A cooling water inlet is formed at an appropriate position, and a pair of pipes 5 are protruded therefrom. Since one of the pipes 5 is configured to communicate with the cooling water communication hole 1 at only one end of the core 3 in the stacking direction via the communication pipe 4 in the tank, the other components are not changed. The projecting position of the pipe 5 can be arbitrarily selected, and the oil cooler has high versatility and excellent mass productivity. That is, since the position of the coolant passage opening formed in the communication pipe 4 in the tank can be arbitrarily selected, the projecting position of the pipe 5 can be freely designed according to the shape of the engine block of various vehicles and the like. (See FIG. 5). The oil 12 of the oil cooler for a vehicle according to the present invention passes through the annular oil passage 9 formed between the center opening peripheral wall of the annular tank 6 and the center pipe 7 as shown in FIG. It is cooled by the cooling water 13 in the peripheral wall of the annular tank 6 having a large area, and an efficient oil cooler is obtained.

[Brief description of the drawings]

FIG. 1 is a longitudinal sectional view showing a use state of the present oil cooler.

FIG. 2 is a plan view of a main part of the oil cooler.
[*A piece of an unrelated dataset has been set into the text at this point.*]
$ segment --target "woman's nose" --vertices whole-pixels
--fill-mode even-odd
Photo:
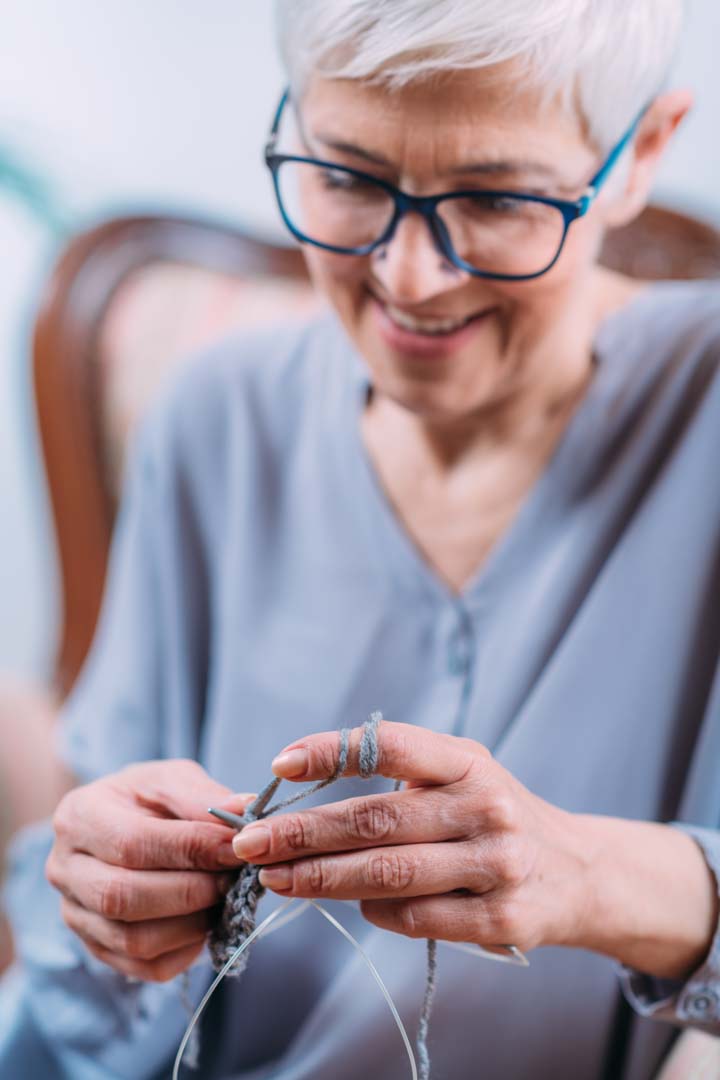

FIG. 3 is a sectional view taken along the line AA of FIG. 2;

FIG. 4 shows a part of a cross section taken along line BB of FIG. 2;

FIG. 5 is a sectional view taken along the line VV of FIG. 3;

FIG. 6 is a sectional view taken along the line VI-VI in FIG. 3;

FIG. 7 is a sectional view taken along the line VII-VII in FIG. 3;

FIG. 8 is an exploded perspective view of an element 2 used in the present oil cooler.

[Explanation of symbols]

 DESCRIPTION OF SYMBOLS 1 Cooling water communication hole 1a Metal plate 1b Center hole 1c Inner flange 1d Outer flange 1e Hole edge 1f Partition 2 Element 3 Core 4 Tank communication pipe 5 Pipe 6 Ring tank 7 Center pipe 8 Casing 9 Oil passage 10 Fin 10a, 10b Hole 12 Oil 12a Oil inlet 12b Oil outlet 13 Cooling water 13a Filter body 14 Hollow bolt 15 Engine block 16 Cylindrical cavity 17 Base plate 18 O-ring 19 Oil filter

Claims (1)

(57) [Scope of request for utility model registration] An element (2) forming a flat annular flow path formed by a pair of cooling water communication holes (1) and (1) adjacent to each other via a partition (1f) is connected to each of the cooling waters. The core (3) connected and laminated by the water communication hole (1) and the metal plate are formed in a relatively deep annular groove shape, and a pair of cooling water conducting holes are formed at appropriate positions on the outer periphery thereof so as to be separated from each other. As well as
An annular tank (6) in which a pair of pipes (5) and (5) is protrudingly fixed to the conduction port and on which the core (3) is placed;
A communication pipe (4) in the tank, which communicates only one of the pair of communication holes (1) opened at one end in the stacking direction of the core (3) with one of the pipes (5), and a center pipe (7). A casing (8) having a pot shape protruding from the inner surface and having an opening edge joined to a peripheral edge of the tank (6);
An oil passage (9) formed annularly between the peripheral wall at the center opening of the annular tank (6) and the center pipe (7); and an oil flow through the center pipe (7) and one end of the oil flow of the engine block. While being screwed into the opening of the entrance to fasten and fix the center pipe and the casing,
A hollow bolt (14) screwed into a center hole of an oil filter body having an oil filter built therein at the other end, and oil flowing into the casing (8) from the oil passage (9) is provided. A vehicular oil cooler configured to flow radially outward through the outer surface of each element from a cylindrical gap (16) formed between the center pipe (7) and the core (3).